When they did arrive, the cheers were deafening as the leather jacket wearing Jimmy Barnes lead his cohorts on stage, immediately jumping into a rip-roaring version of Standing On The Outside.
For the next two hours Cold Chisel belted out forty years worth of hits for the massive crowd who were more than happy to lend their voice throughout. With a back catalogue most bands would be jealous of, Chisel ran through the hits (Cheap Wine, Rising Sun, Shipping Steel and My Baby) while also making room for a few rare and lesser-played songs (No Plans, Taipan and Letter To Alan).
Barnes was in fine form, his part-singing part-screaming vocals the perfect foil for Ian Moss’s smooth harmonies and outlandish guitar work. Don Walker’s calm demeanour matched his cool skills on the keyboard as he dazzled on the ivories. Bassist Phil Small doesn’t get the recognition of Barnes or Moss, but his driving riffs set the pace for the evening, while new drummer Charley Drayton was a more than suitable replacement for the recently deceased legend, Steve Prestwich.
Barnes was full of energy as he stalked the stage as the band put on a good old-fashioned rock and roll show.
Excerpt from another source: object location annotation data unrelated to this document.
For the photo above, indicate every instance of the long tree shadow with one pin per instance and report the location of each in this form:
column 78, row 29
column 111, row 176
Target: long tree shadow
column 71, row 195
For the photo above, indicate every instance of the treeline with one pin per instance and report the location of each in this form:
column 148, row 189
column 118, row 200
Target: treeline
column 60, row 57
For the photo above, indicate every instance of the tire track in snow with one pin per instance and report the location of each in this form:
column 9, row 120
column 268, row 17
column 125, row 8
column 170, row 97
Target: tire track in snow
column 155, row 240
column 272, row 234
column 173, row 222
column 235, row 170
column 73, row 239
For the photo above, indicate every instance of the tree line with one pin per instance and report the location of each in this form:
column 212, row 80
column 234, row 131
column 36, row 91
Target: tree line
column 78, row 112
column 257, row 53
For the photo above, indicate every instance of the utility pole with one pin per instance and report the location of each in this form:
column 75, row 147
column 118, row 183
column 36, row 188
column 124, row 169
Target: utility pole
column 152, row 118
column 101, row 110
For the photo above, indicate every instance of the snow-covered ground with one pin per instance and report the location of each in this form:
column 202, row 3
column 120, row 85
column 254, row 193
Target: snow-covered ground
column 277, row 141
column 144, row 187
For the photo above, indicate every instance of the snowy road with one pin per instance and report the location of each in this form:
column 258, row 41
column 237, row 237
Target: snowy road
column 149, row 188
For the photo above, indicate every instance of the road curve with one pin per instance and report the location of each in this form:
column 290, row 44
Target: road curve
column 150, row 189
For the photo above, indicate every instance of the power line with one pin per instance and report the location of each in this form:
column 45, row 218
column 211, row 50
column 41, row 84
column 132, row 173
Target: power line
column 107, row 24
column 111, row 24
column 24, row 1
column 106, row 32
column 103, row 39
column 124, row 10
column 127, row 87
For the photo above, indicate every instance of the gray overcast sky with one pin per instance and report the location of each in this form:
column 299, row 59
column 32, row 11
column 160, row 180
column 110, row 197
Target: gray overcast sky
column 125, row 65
The 1-2-3 knockout punch came early, with Chisel hitting hard with three absolute gems, Flame Trees, Khe Sanh and Bow River right before the encore.
Barnesy paid tribute to Prestwich during an emotional rendition of When The War Is Over before Goodbye (Astrid Goodbye) brought things to a raptures close, with Cold Chisel cementing their status as one of Australia’s greatest live acts.